Why it failed here: Our H200 baseline ITL is already 5.26ms — fast enough that there is almost no slack for speculation overhead. With EAGLE \(\alpha = 0.22\) (actual), \(E[\text{tokens/step}] = \frac{1-0.22^6}{1-0.22} \approx 1.28\). Even if verification were free, the gain is only 28%. But verification is not free — Liu et al. show it takes 42–95% of execution time. Our EAGLE ITL regression (+54%) is exactly what the math predicts when \(\alpha\) drops from the expected 0.85 to the observed 0.22.
Conventional wisdom says low QPS should help spec decode: At rr=2, the effective decode batch rarely exceeds 2 requests. The GPU is nowhere near saturated; draft model overhead is proportionally small. This is the textbook scenario where spec decode should deliver 1.5–2× speedup.
What actually happened: All spec decode methods showed ITL regression at rr=2: N-gram +28%, EAGLE +54%, Draft Model +398% on H200. The regression cannot be explained by batch-size saturation. H200/H100 baseline is so fast (5–7ms/token) that any fixed overhead per spec step is a large fraction of the target decode time. This is the "fast GPU, bad for spec decode" trap: the smaller the baseline latency, the harder it is to recoup the verification cost.
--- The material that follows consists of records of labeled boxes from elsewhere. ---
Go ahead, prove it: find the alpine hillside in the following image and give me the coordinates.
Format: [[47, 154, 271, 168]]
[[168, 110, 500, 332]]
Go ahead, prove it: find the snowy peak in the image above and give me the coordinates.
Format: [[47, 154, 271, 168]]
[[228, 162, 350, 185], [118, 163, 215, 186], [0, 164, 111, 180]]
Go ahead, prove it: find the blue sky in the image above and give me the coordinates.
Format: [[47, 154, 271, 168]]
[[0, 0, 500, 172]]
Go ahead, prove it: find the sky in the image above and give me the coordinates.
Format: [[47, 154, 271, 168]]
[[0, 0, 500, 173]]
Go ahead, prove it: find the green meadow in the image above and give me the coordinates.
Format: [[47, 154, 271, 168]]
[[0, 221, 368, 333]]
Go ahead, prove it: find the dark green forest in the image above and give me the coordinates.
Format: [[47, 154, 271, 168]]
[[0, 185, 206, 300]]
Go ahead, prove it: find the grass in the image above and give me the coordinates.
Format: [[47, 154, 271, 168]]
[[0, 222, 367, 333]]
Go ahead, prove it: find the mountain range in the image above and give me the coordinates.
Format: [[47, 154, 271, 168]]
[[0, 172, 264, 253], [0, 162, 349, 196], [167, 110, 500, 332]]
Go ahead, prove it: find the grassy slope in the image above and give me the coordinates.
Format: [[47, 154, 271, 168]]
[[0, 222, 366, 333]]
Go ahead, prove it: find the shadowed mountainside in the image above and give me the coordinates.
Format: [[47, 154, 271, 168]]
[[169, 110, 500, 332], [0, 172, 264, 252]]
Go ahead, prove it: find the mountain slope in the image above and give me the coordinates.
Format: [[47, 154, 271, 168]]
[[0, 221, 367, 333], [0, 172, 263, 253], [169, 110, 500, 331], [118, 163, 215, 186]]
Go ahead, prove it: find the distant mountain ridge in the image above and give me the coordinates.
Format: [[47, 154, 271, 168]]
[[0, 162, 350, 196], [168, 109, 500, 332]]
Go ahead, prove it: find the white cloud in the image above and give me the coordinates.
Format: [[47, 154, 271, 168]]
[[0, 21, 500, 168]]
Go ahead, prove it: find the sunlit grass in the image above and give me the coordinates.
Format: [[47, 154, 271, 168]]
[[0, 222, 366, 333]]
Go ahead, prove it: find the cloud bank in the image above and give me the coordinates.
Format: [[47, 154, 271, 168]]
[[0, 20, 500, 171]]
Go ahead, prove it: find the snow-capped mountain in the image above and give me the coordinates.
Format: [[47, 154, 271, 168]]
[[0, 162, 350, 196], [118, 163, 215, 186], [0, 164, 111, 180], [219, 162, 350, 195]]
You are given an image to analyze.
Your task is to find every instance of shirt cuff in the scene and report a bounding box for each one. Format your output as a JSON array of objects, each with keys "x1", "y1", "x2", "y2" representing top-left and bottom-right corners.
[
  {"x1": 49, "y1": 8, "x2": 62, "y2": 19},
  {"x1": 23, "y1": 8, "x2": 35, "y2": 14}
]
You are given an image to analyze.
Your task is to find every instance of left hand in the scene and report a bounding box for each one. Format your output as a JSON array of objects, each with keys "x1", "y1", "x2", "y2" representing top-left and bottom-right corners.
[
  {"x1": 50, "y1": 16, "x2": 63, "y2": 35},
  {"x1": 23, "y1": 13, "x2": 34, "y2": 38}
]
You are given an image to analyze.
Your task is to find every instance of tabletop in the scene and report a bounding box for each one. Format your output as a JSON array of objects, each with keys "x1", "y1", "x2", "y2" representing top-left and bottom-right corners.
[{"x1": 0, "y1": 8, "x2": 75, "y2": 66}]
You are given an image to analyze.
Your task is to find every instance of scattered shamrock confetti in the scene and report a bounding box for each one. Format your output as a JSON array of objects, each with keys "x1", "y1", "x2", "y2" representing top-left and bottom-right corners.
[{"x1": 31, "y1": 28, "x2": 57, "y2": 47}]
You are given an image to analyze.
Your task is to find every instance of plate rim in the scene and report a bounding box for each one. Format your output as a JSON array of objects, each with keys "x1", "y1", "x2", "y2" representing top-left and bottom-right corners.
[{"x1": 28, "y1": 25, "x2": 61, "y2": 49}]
Observed vs expected acceptance rates (H200, k=5, ShareGPT):
Practical implication: For spec decode to provide net benefit on H200/H100 running 8B models, you would need: (a) EAGLE with correctly matched weights yielding ~85% acceptance, AND (b) a smaller k (e.g., k=2 or k=3) to limit verification overhead. Alternatively, move to a 70B+ model where baseline ITL is >20ms/token and the verification cost is a smaller fraction of the gain.